Lüften ist nicht gleich lüften

Stoßlüften mit weit geöffneten Fenstern ist optimal, um die Luft, die beispielsweise durch unangenehme Gerüche in Küche oder Toilette entsteht, schnell auszutauschen.

Anders sieht es bei der Feuchtigkeit aus, die nach dem Duschen, Baden, Kochen oder Schlafen entsteht, da in den Wandoberflächen, Handtüchern, Matratzen oder Bettdecken noch weiterhin Feuchte gespeichert ist. Hier ist es besser, einmal komplett durchzulüften und anschließend das Fenster zwei bis drei Stunden auf Kipp zu lassen, damit diese „Sorptionsfeuchte“ rausgeht. Der damit verbundene Energieverlust ist gering, solange die Fenster nicht rund um die Uhr gekippt sind. Der Raumtrocknungseffekt dagegen ist deutlich größer als beim dreimaligen Stoßlüften, wie Messungen zeigen. Die Behauptung, dass bei längerem Kipplüften die Wände auskühlen, gilt nur für die Fensterlaibungen. Das ist jedoch unkritisch, da diese Laibungen während des Lüftens auch gleichzeitig deutlich trockener werden. Schimmel in Fensterlaibungen ist in erster Linie ein Wärmebrücken- und kein Kipplüftungsproblem.

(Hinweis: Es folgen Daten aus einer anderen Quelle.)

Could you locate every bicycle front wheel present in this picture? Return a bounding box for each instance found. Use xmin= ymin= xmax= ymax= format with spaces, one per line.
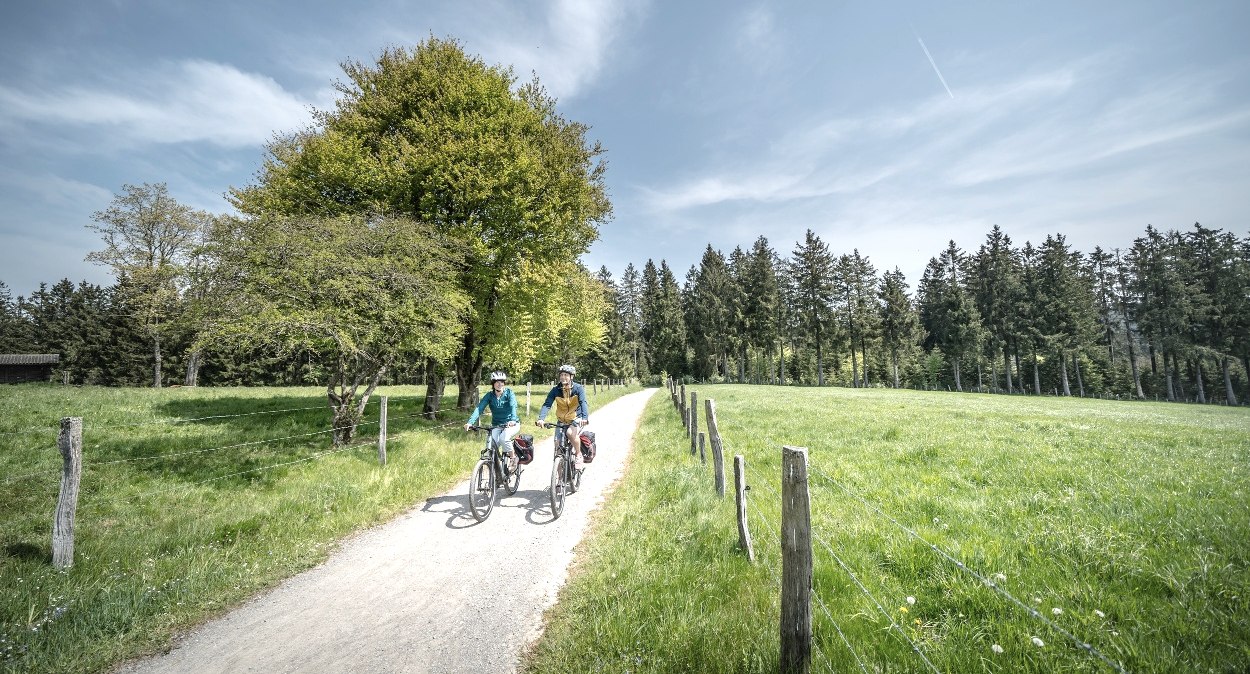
xmin=469 ymin=460 xmax=495 ymax=521
xmin=551 ymin=456 xmax=569 ymax=519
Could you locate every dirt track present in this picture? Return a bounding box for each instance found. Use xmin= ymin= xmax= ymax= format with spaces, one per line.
xmin=120 ymin=389 xmax=655 ymax=674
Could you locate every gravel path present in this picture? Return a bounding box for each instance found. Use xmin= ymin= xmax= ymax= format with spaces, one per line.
xmin=120 ymin=389 xmax=656 ymax=674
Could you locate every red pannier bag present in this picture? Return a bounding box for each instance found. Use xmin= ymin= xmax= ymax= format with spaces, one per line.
xmin=581 ymin=430 xmax=599 ymax=464
xmin=513 ymin=435 xmax=534 ymax=465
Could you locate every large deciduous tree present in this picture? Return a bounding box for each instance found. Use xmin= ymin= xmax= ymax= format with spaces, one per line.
xmin=86 ymin=183 xmax=210 ymax=388
xmin=203 ymin=216 xmax=469 ymax=444
xmin=231 ymin=38 xmax=611 ymax=406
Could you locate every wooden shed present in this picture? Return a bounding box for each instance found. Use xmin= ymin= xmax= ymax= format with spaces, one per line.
xmin=0 ymin=354 xmax=61 ymax=384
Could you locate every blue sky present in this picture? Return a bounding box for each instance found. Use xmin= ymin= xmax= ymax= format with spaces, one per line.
xmin=0 ymin=0 xmax=1250 ymax=295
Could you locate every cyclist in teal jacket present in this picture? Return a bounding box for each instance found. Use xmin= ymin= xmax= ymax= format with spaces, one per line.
xmin=465 ymin=371 xmax=521 ymax=471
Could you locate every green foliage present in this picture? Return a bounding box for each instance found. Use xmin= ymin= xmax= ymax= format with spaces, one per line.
xmin=524 ymin=386 xmax=1250 ymax=673
xmin=0 ymin=384 xmax=638 ymax=673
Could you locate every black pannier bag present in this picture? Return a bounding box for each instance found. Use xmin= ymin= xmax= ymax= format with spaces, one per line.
xmin=581 ymin=430 xmax=599 ymax=464
xmin=513 ymin=435 xmax=534 ymax=465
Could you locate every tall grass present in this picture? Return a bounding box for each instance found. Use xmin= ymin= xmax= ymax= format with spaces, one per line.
xmin=526 ymin=386 xmax=1250 ymax=673
xmin=0 ymin=385 xmax=638 ymax=671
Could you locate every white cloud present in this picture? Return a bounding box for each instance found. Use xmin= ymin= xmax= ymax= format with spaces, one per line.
xmin=0 ymin=60 xmax=324 ymax=148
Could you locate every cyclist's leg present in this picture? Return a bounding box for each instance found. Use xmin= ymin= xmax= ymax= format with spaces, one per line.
xmin=569 ymin=424 xmax=586 ymax=470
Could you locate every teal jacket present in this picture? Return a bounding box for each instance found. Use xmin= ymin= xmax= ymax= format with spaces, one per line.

Tipp: Hängen Sie feuchte Handtücher auch bei Frost nach draußen. Denn kalte Luft ist trockene Luft. Man braucht nur etwas mehr Geduld. Vergleichbar mit Haare föhnen: Mit der Kaltluftstufe kriegen Sie die Haare auch trocken, nur dauert es ein wenig länger.

Luftfeuchte ist nicht gleich Luftfeuchte

Um zu erkennen, ob ein Raum zu feucht ist, hilft ein Hygrometer in Kombination mit einem Thermometer. Die optimale Luftfeuchte hängt auch von der Bausubstanz und der Dämmung ab.

In einem ungedämmten Altbau sind 25 bis 45 Prozent an relativer Luftfeuchte in Ordnung; bei einem super gedämmten Neubau dürfen es 35 bis 55 Prozent sein. Man muss dabei aber immer die Raumtemperatur mit betrachten, denn kältere Luft kann weniger Feuchte aufnehmen.

Tipp: Beim Stoßlüften sollte die Heizung rechtzeitig vorher runtergedreht werden. Denn der Einspareffekt ist am höchsten, wenn das heiße Wasser in den Heizkörpern schon abgekühlt ist.

Bewusstes Heizen hilft Schimmel zu vermeiden und Energie einzusparen

Um Energie einzusparen, kann man die Raumtemperaturen absenken, entscheidend sind aber das ausreichende Lüften und die Kontrolle der Feuchtigkeit in den Räumen. Wichtig ist auch, die Türen zwischen unterschiedlich beheizten Räumen geschlossen zu halten, so dass feuchte Luft nicht in kühlere Wohnräume wandert und ein Schimmelproblem verursacht oder verschärft. Decken Sie Heizkörper nicht durch Verkleidungen, Möbel oder Vorhänge ab. Nur so ist die Leistung des Heizkörpers voll nutzbar und das Thermostatventil kann optimal funktionieren. Wählen Sie zudem für jeden Raum die richtige Temperatur:

  • im Wohnzimmer und in der Küche reichen 18 bis 20 °C;
  • im Bad sollten es 20 bis 22 °C sein,
  • während im Schlafzimmer 18 °C für einen angenehmen Schlaf sorgen.

Nachts und tagsüber, wenn niemand zu Hause ist, können Sie die Temperatur insgesamt senken. Wie stark man die Temperatur absenken kann, hängt davon ab, wie hoch das Feuchteniveau in der Wohnung ist. Je trockener die Wohnung ist, umso niedriger kann die Temperatur sein. Daher sollte man die Luftfeuchte und -temperatur stets zusammen betrachten, am besten mit Hilfe eines Thermo-/Hygrometers, das beide Größen gleichzeitig anzeigt.

Tipp: Heizen Sie kühle Räume nicht mit der Luft aus wärmeren Räumen, und halten Sie Innentüren zwischen unterschiedlich beheizten Räumen stets geschlossen. Sonst gelangt die Feuchtigkeit als Wärme in den kühlen Raum, und die relative Luftfeuchte und das Schimmelrisiko steigt.

Wohnungslüftungsanlagen mit Wärmerückgewinnung können eine komfortable Alternative sein, um wertvolle Heizenergie zu sparen und Schimmel vorzubeugen.